Giants become first in MLB to reach 100 wins, hold onto NL West over Dodgers


The San Francisco Giants became Major League Baseball’s first team to record 100 wins this season on Friday night, knocking off the Colorado Rockies by a 7-2 final (box score). The Giants had four hitters launch home runs while four pitchers combined to throw five scoreless innings in relief of starter Alex Wood.

This season marks the eighth 100-win campaign in Giants franchise history, though four of those occurred when they were located in New York. The last time the Giants cleared the century mark was in 2003, when they were downed in four games by the then-Florida Marlins in the National League Division Series. (The Marlins would go on to win the World Series.)
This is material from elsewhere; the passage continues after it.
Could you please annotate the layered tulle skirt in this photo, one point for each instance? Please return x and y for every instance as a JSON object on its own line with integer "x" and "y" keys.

As Baseball Prospectus author Patrick Dubuque noted on Friday, no one foresaw this Giants team performing at such an elite level:

No projection system (or human being) is going to get them all right. And in some cases, no one is going to get a particular team right. PECOTA tabbed the Giants for a 75-87 record, a bar that the team may clear by 30 games. Sure, the system has had its faults before; back in the day, it always seemed to doubt the Showalter-era Orioles, and now it seems to have a slighter, but equally tenacious, suspicion of the Atlanta Braves. ZiPS matched our outlook with 75 wins, and FiveThirtyEight arrived at 74. But in this case, it wasn’t just the computers that missed. ESPN tabbed the Giants for 70-92; The Ringer ranked them 25th overall; USA Today guessed 76-86.
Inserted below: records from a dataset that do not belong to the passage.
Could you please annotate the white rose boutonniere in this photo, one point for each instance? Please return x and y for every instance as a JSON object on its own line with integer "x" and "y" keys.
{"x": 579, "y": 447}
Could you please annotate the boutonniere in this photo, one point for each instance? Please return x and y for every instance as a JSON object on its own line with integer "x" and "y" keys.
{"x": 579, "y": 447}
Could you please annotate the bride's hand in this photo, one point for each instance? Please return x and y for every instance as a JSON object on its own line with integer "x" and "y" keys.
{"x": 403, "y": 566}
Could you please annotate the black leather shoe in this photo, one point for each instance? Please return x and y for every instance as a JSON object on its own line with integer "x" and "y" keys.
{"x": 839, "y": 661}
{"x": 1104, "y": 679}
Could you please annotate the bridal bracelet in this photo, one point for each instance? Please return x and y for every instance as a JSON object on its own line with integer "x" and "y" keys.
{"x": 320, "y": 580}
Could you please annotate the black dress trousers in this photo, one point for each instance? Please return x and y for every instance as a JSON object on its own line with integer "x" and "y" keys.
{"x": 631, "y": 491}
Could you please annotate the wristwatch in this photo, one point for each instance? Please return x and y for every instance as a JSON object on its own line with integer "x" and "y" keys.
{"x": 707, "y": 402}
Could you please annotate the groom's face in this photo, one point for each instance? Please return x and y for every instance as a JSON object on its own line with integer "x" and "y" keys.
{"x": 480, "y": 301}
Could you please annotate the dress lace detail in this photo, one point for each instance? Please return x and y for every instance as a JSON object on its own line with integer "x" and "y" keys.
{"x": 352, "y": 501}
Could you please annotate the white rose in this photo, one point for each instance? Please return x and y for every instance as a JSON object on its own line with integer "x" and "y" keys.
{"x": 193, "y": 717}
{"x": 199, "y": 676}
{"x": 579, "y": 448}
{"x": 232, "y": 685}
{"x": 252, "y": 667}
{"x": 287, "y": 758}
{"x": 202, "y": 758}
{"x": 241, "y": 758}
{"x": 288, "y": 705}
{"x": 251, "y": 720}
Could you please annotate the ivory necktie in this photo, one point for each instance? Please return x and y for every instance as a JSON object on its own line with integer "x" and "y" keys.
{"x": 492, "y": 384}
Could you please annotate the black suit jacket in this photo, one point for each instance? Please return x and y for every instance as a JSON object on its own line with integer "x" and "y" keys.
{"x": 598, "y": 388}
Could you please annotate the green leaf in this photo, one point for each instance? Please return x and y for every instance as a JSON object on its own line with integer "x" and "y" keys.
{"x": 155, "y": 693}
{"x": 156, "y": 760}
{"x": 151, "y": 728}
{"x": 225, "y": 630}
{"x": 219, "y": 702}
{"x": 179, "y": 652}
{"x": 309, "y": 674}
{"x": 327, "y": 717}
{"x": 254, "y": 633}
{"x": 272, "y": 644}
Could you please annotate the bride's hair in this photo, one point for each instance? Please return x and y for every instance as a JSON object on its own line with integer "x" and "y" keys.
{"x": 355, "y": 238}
Nevertheless, the Giants have outpaced preseason expectations through a few means. Their lineup, full of players previously thought to be too old and past their primes, have turned back the clock to rank fourth in the majors in wRC+ (a park-adjusted measure). Their pitching staff, composed of relative nobodies, has the second-best staff ERA in the game. And so on. 

Whether or not the Giants’ methodology proves repeatable in future seasons is anyone’s guess, but that aspect of San Francisco’s success doesn’t matter at present. Rather, what matters right now is that they maintain their lead in the National League West, thereby avoiding a Wild Card Game matchup against the St. Louis Cardinals (another team currently defying expectations). The Giants would seem positioned to do just that, as their schedule calls for five games against the lowly Rockies and Arizona Diamondbacks and then three against the sliding San Diego Padres.

Just two other teams are realistic candidates to win 100 games this season. The Los Angeles Dodgers, only a game behind the Giants in the division race, could win their 100th as soon as Saturday night against the Arizona Diamondbacks. The Tampa Bay Rays, meanwhile, will have to win five of their eight remaining games in order to notch the first 100-victory season in franchise history.